"Mentalnie należy do tamtych czasów". Były szef Wydziału Dyscypliny podsumował Cezarego Kuleszę

"Mentalnie należy do tamtych czasów". Były szef Wydziału Dyscypliny podsumował Cezarego Kuleszę
Tomasz Folta / Press Focus
PZPN zaprosił Mirosława Stasiaka na mecz reprezentacji Polski z Mołdawią. Bardzo ostro sprawę podsumował Michał Tomczak, były szef związkowego Wydziału Dyscypliny.
Stasiak to jeden z symboli afery korupcyjnej w polskim futbolu. Przyznał się do handlowania meczami Ceramiki i Stasiaka Opoczno oraz KSZO Ostrowiec Świętokrzyski. Sąd skazał go za ustawienie bądź usiłowanie ustawienia 43 spotkań.
Dalsza część tekstu pod wideo
PZPN zdyskwalifikował Stasiaka aż do 2026 roku. Mimo tego były działacz, który słynął z tego, że grywał w meczach swoich klubów, znalazł się w składzie oficjalnej delegacji związku na mecz z Mołdawią w Kiszyniowie. Federacja na razie nie komentuje tego faktu.
Bardziej wylewny jest za to Michał Tomczak, który w latach 2007-2008 szefował Wydziałowi Dyscypliny PZPN. To za jego czasów zaczęto karać kluby zaangażowane w korupcję.
- Postać Mirosława Stasiaka jest dla polskiej afery korupcyjnej niemal symboliczna, może druga w kolejności po Forbrichu.

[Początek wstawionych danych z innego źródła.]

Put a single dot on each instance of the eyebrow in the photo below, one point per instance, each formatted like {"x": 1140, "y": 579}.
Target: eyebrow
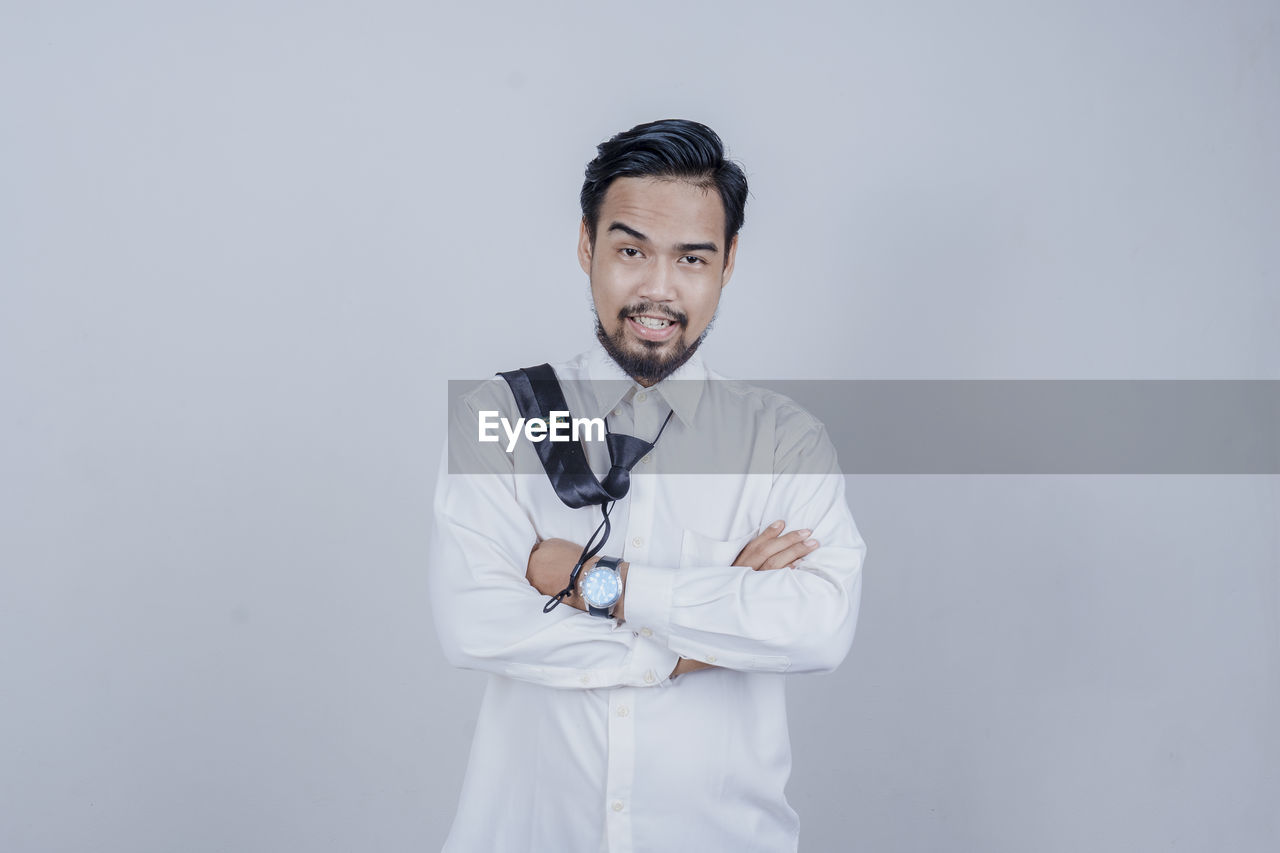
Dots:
{"x": 680, "y": 247}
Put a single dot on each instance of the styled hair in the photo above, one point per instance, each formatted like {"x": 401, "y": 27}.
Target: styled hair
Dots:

Ale o wiele ważniejsze, niż sam Stasiak w samolocie do Mołdawii, jest podejście do korupcji prezesa związku Cezarego Kuleszy, który wydaje się mentalnie należeć do tamtych czasów - stwierdził Tomczak w rozmowie z "WP Sportowe Fakty".
Jego zdaniem o stosunku prezesa PZPN wiele mówi też jego zachowanie wobec zamieszania z początku kadencji Czesława Michniewicza.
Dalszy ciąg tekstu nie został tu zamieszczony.